Curiosity. With this 130 page research paper, I'm really curious what's its application in the near future. I'm sure there will be, I'm seeing this in the branch of cryptography.
I'm imagining it to be implemented like a public-private key. Maybe the odd number can be the private key. And three prime numbers can be the public keys. The hash can't be decoded by just the single public key. It needs all three of the public key to decode the hash. Well, with just abrupt thinking, I think it can be more secure? (Not really sure about it though. Just a guess.)
I don't see such an application; given a number which is known to be a sum of primes it's very easy to reverse this and extract the primes (unlike multiplication, which is how RSA works). And for practical cryptography processes it's always been perfectly reasonable to assume the goldbach conjecture - even though there's no formal proof yet, it's true in such an overwhelming majority of cases that you really wouldn't worry about hitting a counterexample, the odds are far smaller than e.g. a hash collision.

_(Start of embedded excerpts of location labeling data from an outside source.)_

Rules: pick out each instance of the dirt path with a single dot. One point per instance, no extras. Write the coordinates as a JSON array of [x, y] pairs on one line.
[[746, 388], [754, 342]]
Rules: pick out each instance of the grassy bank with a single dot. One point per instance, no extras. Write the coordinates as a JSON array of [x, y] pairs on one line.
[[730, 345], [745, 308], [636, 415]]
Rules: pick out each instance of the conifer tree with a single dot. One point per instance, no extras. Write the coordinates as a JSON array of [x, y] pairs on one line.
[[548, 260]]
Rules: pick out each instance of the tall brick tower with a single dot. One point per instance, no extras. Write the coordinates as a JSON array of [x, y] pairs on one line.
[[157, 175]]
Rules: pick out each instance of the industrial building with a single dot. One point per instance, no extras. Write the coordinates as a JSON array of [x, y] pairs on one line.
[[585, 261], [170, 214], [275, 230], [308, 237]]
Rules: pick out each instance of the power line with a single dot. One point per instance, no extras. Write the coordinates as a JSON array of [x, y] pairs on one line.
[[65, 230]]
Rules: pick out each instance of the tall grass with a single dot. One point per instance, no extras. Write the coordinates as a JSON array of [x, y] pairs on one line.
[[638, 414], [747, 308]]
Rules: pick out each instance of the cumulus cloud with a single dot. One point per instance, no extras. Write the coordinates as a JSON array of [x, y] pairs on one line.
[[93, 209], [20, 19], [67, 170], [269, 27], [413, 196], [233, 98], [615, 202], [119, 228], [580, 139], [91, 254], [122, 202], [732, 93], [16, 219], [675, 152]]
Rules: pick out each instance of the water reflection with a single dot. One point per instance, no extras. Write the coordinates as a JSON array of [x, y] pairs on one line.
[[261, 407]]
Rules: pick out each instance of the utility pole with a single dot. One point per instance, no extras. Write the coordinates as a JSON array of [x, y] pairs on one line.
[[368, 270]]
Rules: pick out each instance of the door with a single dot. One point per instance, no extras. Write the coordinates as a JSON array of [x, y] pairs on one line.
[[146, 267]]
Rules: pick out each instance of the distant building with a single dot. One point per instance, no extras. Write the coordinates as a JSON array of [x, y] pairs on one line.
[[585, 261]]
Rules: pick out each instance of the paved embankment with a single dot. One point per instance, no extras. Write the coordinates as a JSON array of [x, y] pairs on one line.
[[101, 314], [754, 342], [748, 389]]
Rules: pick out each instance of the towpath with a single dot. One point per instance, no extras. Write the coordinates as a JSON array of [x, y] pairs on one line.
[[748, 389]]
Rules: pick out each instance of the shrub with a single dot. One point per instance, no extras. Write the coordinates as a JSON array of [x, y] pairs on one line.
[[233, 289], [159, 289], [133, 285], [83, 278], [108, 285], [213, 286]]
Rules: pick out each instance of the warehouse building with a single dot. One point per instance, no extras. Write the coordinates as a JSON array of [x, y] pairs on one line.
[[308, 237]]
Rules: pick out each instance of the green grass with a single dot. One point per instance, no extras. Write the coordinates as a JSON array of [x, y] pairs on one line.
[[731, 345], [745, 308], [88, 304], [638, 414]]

If you add three large primes I don't see how you could quickly reverse that process. May be possible that several set's of 3 primes also sum to that number so you would need a process for finding all of them.
Thinking about it more this is basically a special case of the knapsack problem. Which is not obviously impossible, and indeed was used in an early attempt at public-key cryptography, but has since been broken: http://en.wikipedia.org/wiki/Merkle%E2%80%93Hellman_knapsack... .
It was cracked because it depended on a super-increasing sequence, the knapsack problem is still NP-Hard. However, finding a given sequence of primes that sum to the number is not really the knapsack problem.
If I recall correctly, the private key was super increasing. The knapsack encryption algorithm attempted to reduce the super-increasing sequence to a regular sequence. What was broken was that the reduced sequence, while no longer super-increasing, still turned out to be a special case which was easy to solve.
This is less amenable to a rainbow attack than cracking RSA. When cracking RSA you have to factorise a number N into P.Q, so you only have to check up to sqrt(N). With this, you have to get 3 numbers, and check up to N/3.
I'm imagining it to be implemented like a public-private key. Maybe the odd number can be the private key. And three prime numbers can be the public keys. The hash can't be decoded by just the single public key. It needs all three of the public key to decode the hash. Well, with just abrupt thinking, I think it can be more secure? (Not really sure about it though. Just a guess.)